We are having a pulpit exchange for the next two Sundays. This Sunday is a female Lutheran minister. The next is an Episcopalian minister. They will give the homily in the place of our priest.

Would you go?

TG - January 19, 2014

You must have mixed up with Mundabor.

tantamergo - January 20, 2014

Did you even read the post? I said it was the progressive elements in the Church and media who were trying to claim that there was a “Francis effect” bringing liberals back to the Church. That hasn’t happened in even one of the most liberal churches (Austria) in the world. The post was about media imaging of Francis and attempts to create a mythos around his pontificate, and less about the pope himself.

Furthermore, as far as having an obsession, not even 3% of my posts in the past 10 months have dealt with Pope Francis.
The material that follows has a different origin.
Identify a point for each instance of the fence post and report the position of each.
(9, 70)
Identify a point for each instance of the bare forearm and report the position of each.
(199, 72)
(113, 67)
You have a rather expansive definition of “obsession.”

As TG pointed out, if you want to see a papal obsession, read Mundabor.

3. Ben Warren - January 18, 2014

McCrory, the Pope is a villain. Not a certifiable heretic, of course, and still infallible when he speaks ex cathedra, but a villain. Most of what the Pope says is actually fallible. He’s corrupt; hence the story about breastfeeding in public, which even the Onion has condemned. Also his clearly pushing the international left when the left is already crushing the Faith out of the world. Catholics who love the Latin Mass and still have enough faith to be in communion with Rome have suffered more than enough and don’t need uncharitable criticism like yours. So stuff it.